La formación de las  cordilleras, los océanos, las islas y los volcanes.


La Tierra comenzó a formarse hace unos 4.600 millones de años. Primero era una masa de gases y polvo arremolinada en el naciente sistema solar. Se fue enfriando y endureciendo lentamente hasta que se convirtió en una gran bola sólida. Los geólogos, que son los estudiosos de la Tierra, dicen que la historia de nuestro planeta está escrita en las piedras. Ellos dedican su vida a analizar el color, la textura, la forma, la composición de las rocas y los fósiles. Los fósiles son restos de vida antigua sepultados entre las rocas. Se han encontrado desde granos de polen hasta esqueletos de dinosaurios y ballenas gigantes.

Con estas pistas, los científicos descubrieron que hace 3.800 millones de años la vida se originó en los mares. Allí vivían extrañas plantas acuáticas y primitivos animales invertebrados. El mundo era un inmenso océano.

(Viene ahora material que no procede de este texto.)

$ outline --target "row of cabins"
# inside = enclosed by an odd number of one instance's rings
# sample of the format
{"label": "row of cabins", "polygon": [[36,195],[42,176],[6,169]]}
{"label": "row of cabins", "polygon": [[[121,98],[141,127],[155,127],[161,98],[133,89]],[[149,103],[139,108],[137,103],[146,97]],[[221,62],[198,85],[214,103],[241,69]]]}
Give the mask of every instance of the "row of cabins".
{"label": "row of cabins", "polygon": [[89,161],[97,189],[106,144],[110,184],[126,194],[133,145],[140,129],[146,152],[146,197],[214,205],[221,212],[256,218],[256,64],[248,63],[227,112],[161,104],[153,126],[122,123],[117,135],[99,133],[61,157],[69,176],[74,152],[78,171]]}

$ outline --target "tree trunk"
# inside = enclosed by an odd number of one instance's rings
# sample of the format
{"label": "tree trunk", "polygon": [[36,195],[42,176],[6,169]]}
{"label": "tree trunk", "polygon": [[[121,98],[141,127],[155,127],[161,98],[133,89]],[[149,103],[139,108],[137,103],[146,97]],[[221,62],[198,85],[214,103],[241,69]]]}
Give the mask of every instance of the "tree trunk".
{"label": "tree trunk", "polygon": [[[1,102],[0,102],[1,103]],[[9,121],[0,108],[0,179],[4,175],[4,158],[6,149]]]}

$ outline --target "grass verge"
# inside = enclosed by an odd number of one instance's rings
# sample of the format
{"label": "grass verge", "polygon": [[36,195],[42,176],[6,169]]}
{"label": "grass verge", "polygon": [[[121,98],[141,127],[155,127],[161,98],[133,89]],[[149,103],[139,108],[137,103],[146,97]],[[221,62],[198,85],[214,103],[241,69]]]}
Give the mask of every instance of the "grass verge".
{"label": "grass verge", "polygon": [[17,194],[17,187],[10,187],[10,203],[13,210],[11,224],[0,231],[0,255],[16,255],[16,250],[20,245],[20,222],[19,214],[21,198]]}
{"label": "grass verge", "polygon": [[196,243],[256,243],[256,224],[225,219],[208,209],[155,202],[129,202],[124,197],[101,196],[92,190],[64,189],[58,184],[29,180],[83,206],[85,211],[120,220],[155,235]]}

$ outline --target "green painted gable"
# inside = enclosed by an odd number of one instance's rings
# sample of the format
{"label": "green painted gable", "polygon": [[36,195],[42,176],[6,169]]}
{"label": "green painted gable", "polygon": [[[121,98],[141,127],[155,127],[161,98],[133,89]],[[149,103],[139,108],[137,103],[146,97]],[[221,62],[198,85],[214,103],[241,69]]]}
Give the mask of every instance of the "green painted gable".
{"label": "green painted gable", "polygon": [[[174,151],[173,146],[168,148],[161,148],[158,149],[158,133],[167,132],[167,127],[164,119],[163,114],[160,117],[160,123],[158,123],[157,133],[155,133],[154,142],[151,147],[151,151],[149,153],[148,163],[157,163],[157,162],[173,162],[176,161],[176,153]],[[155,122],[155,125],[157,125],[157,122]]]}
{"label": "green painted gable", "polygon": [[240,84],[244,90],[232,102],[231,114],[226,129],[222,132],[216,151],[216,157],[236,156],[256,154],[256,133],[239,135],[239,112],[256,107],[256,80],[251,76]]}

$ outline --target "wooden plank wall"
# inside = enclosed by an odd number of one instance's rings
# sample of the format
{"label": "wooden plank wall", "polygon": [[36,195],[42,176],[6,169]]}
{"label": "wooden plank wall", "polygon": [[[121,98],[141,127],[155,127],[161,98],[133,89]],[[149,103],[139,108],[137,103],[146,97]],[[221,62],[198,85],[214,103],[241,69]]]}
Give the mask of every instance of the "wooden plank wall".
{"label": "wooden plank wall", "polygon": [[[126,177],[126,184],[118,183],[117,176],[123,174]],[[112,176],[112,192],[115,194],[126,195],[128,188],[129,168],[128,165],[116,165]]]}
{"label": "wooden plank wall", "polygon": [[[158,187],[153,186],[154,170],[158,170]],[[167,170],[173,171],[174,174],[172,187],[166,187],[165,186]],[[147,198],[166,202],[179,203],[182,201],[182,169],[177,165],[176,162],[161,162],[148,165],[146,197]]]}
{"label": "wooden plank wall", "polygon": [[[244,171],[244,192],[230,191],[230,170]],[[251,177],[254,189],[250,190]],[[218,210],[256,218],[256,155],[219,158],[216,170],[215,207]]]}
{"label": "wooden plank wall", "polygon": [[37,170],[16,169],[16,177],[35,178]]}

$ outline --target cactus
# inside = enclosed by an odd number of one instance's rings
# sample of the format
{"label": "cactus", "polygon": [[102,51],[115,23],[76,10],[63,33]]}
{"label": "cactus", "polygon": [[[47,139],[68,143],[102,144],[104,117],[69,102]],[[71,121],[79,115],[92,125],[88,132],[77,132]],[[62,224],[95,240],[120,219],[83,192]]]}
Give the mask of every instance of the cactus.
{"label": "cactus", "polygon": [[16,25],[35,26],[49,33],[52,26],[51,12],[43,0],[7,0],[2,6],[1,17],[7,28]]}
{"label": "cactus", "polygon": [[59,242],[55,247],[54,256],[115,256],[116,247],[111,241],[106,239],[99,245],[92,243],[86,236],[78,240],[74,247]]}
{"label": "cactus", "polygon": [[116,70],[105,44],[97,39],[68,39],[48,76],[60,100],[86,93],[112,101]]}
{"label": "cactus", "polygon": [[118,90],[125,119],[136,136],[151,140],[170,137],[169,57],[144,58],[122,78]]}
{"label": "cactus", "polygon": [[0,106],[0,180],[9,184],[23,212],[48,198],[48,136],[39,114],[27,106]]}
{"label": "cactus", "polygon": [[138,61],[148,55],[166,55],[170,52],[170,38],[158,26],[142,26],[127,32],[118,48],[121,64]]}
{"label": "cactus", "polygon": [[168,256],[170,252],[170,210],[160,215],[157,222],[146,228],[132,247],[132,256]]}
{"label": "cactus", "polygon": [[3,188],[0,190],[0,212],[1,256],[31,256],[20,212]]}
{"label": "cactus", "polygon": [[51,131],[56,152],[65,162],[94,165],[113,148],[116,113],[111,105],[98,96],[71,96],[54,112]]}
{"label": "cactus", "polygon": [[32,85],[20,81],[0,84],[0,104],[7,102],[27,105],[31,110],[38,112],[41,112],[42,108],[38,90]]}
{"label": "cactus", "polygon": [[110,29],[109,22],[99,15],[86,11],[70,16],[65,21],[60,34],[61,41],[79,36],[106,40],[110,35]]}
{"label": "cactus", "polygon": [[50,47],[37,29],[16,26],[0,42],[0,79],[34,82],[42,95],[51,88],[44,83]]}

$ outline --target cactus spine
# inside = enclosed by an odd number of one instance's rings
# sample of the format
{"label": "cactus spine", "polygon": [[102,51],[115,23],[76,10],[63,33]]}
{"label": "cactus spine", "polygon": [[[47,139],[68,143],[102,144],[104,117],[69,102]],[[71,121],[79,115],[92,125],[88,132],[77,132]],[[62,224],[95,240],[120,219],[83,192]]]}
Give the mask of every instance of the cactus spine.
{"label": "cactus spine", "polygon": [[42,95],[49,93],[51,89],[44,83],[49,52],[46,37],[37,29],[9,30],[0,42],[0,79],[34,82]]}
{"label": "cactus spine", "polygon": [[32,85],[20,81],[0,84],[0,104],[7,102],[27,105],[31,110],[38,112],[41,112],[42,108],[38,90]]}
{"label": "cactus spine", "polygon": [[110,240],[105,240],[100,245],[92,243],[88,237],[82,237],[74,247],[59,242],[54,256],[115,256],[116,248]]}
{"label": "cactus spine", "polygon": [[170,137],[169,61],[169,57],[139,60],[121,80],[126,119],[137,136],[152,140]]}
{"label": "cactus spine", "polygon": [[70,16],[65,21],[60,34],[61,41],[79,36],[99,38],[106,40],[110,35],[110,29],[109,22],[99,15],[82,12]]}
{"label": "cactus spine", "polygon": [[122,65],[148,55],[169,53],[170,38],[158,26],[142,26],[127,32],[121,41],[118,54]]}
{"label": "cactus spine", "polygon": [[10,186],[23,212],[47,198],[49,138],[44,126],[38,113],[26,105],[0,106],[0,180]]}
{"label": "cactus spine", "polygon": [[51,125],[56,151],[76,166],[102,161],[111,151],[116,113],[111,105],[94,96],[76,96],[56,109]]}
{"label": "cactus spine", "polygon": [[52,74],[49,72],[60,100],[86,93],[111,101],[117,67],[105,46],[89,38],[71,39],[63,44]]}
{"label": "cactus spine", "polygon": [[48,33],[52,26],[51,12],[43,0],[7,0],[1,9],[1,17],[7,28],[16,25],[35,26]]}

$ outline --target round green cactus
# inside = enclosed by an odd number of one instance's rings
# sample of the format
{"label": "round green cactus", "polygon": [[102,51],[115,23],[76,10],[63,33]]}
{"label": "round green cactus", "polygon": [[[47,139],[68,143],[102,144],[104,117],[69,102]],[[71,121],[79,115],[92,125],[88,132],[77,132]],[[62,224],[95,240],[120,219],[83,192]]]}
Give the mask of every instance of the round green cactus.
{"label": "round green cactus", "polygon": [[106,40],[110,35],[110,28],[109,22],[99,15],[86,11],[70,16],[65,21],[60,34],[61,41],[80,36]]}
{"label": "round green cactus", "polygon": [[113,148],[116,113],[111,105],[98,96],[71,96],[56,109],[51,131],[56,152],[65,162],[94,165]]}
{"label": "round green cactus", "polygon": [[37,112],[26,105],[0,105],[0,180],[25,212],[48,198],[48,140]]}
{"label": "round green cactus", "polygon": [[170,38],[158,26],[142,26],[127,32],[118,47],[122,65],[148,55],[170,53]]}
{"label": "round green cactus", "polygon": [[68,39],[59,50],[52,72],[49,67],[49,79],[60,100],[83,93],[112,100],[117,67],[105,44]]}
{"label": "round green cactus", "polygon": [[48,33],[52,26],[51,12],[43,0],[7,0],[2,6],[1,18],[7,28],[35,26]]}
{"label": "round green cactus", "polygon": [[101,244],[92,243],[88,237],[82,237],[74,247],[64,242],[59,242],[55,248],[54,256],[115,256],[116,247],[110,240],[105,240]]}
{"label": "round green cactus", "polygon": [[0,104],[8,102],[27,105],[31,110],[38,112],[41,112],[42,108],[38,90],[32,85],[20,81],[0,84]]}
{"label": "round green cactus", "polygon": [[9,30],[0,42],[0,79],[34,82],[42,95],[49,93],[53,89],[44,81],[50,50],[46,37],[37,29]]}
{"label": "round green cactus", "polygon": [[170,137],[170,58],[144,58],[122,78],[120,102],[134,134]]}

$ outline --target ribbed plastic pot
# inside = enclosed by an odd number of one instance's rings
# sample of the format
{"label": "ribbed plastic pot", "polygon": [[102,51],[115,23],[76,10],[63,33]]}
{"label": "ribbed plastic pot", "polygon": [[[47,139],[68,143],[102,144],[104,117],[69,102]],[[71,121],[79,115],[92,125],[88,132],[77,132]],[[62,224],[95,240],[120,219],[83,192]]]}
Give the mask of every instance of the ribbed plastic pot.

Años después, del fondo del agua salió, por acción de los volcanes submarinos, una masa terrestre. Pangea, bautizaron los científicos a este único continente. Entonces la vida salió del mar y empezó a colonizar la tierra firme, el agua dulce y el aire.

Pasaron muchos, pero mucho años, y Pangea empezó a dividirse. Fue un proceso lento, como todos los de la historia de la Tierra, hasta que se formaron los continentes. Por ese tiempo vivieron los dinosaurios y el mar lo habitaron gigantescos reptiles. Había también variada vegetación, pinos y araucarias. El hombre moderno, el Homo sapiens sapiens, sólo apareció, según algunos científicos, hace 130 mil años. Pero en este tema, como en muchos, los investigadores no se han puesto de acuerdo.